On the Munene of Efut matter, let me appeal to anybody who will succeed me to be loyal to those in authority. It was in the night that Ayade sent a text message to me, asking me what was happening. He sent me a photograph of some people attending a meeting.
And I asked who attended a PDP meeting. At the end of the day, Prof. Hogan Itam, the Munene of Efut told me he attended the meeting. Itam himself confessed that he attended the meeting and Ayade asked me to remove him as the paramount ruler of Calabar South and Munene of Efut for going into politics.
I told Ayade that we will give him fair hearing. He was given fair hearing but Ayade asked that he should be removed and he was removed. I want to advise anyone coming to replace me to follow the dictates of the governor that is on sit and support him till the end of his tenure.
The governor has power to remove any traditional ruler and that was what Ayade did in the case of Prof. Hogan Itam. But I have restored him based on the instruction of the present governor and he is there now as the Munene of Efut. I don’t hate anybody and I don’t have the heart to keep malice.
On May 29, when Governor Bassey Otu celebrated his one year in office, you said something that many people thought was not palatable to the governor. Why informed that? You know that I am one person who speaks truth to power. If I say it privately and you don’t want to heed, I will say it openly.
I have access to the governor, so I don’t need to say some things publicly except I am compelled either by him or by circumstances. Up to this moment, paramount rulers in the state do not know the Special Adviser to the Governor on Chieftaincy Matters. Somebody was appointed, and from day one, he said he was going to remove me from office.
So, I informed the governor accordingly. When the governor did not take action, I had to tell him in the presence of other paramount rulers that we don’t know the SA to the Governor on Chieftaincy Matters. In other places, traditional rulers will just tell the governor that they don’t need the person and the governor will redeploy him to somewhere else.
Even when I was still chairman of Traditional Rulers Council, he brought some policemen to lock up my office. I told the governor privately what the he person he appointed as Special Adviser on Chieftaincy Matters but the governor refused to do anything about it. The man is still there up till now.

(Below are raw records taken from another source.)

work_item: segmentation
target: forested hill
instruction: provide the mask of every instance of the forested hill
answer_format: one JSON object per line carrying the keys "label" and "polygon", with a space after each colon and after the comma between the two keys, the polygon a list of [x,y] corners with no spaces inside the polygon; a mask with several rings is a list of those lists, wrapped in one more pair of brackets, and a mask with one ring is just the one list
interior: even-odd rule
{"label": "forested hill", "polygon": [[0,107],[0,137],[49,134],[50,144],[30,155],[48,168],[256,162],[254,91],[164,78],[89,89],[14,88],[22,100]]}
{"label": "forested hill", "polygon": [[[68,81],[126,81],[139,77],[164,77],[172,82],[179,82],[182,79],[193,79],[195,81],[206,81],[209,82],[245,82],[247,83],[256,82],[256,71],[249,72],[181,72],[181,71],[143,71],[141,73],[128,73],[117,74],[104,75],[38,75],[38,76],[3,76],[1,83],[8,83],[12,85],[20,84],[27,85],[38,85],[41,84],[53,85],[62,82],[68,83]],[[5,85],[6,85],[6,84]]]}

So, what I told the governor on May 29 was the simple truth. I told him that up till now we don’t know your SA on Chieftaincy Affairs. Normally, a governor would have used that occasion where all the traditional rulers were gathered and introduce him. But up till now, he has not done that. I was the person who asked other paramount rulers if they know the SA and they said no.
What was unpalatable about that? In fact, any governor would have been angry that he visited Traditional rulers and his SA was not there. They don’t need to embarrass me out of office. In this state, I have stopped so many industrial actions be it by the National Union of Teachers (NUT), students’ union groups or market women.
The current Secretary to the State Government can attest to it when he was the Provost of College of Education, Akamkpa. There was a strike in that school and I wadded into it and stopped it. I have done things for the state and I expect a glorious exit.
A few months ago, the clan head of Akpabuyo was removed from office and accusing fingers were pointed at you as the mastermind of the incident. Can you explain your own side of the story?
The governor is a person and as it is, he needs a lot of guidance by way of advice. What happened was that the SA misinformed the governor and that was the reason the clan head was removed.
I have asked the governor to work with him for three days and see the kind of SA he has. After misinforming the governor, I was the one who intervened and in his fatherly wisdom, he withdrew the suspension of those traditional rulers, who were suspended.